As Cromwell rose, Wolsey continued his decline, surrendering one by one all the things he had accumulated during his decade and a half of power. Several years before, in a timely response to mounting criticism, Wolsey had voluntarily handed over to the king the magnificent palace that he had built for himself at Hampton Court. This palace was so much grander than any of Henry’s own residences that it had become an embarrassment, a too-vivid example of the grandeur in which the cardinal lived. Now, in giving up nearly everything else, he hesitated only when ordered to sign over London’s opulent York Place, soon to be renamed Whitehall and to provide adjoining apartments for Henry and Anne Boleyn.
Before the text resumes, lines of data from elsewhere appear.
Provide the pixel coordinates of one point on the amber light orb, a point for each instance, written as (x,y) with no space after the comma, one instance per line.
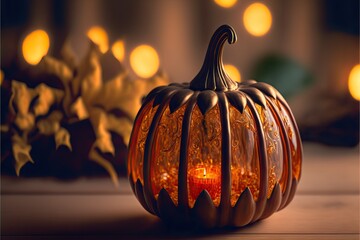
(214,152)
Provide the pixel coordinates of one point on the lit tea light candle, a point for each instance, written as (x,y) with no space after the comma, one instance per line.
(204,179)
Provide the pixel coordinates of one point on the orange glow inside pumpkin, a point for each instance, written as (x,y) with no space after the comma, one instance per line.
(118,50)
(257,19)
(35,45)
(99,36)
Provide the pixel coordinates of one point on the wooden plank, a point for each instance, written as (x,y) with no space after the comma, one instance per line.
(98,185)
(123,215)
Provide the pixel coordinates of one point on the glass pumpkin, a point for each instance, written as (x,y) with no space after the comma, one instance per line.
(214,152)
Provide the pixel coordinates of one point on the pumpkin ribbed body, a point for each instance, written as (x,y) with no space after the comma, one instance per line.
(228,154)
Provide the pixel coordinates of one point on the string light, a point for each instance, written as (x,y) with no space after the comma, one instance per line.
(144,61)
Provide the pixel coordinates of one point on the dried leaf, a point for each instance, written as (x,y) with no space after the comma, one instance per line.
(62,138)
(47,96)
(121,126)
(51,65)
(88,80)
(51,124)
(21,152)
(96,157)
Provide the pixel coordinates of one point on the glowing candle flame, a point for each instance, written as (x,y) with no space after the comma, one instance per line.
(354,82)
(257,19)
(118,50)
(232,72)
(99,36)
(144,61)
(225,3)
(35,45)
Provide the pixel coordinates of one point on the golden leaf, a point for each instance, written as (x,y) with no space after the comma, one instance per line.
(121,126)
(88,80)
(62,137)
He explained that York Place was not his property but the church’s, belonging to the Archdiocese of York, so that he had no right to give it to anyone. Told otherwise by the king’s legal scholars, he yielded with wry good cheer. “Inasmuch as ye, the fathers of the laws, say that I may lawfully do it,” he said, “therefore I charge your conscience and discharge mine. Howbeit, I pray you, show his majesty from
me, that I most humbly desire his highness to call to his most gracious remembrance that there is both heaven and hell.”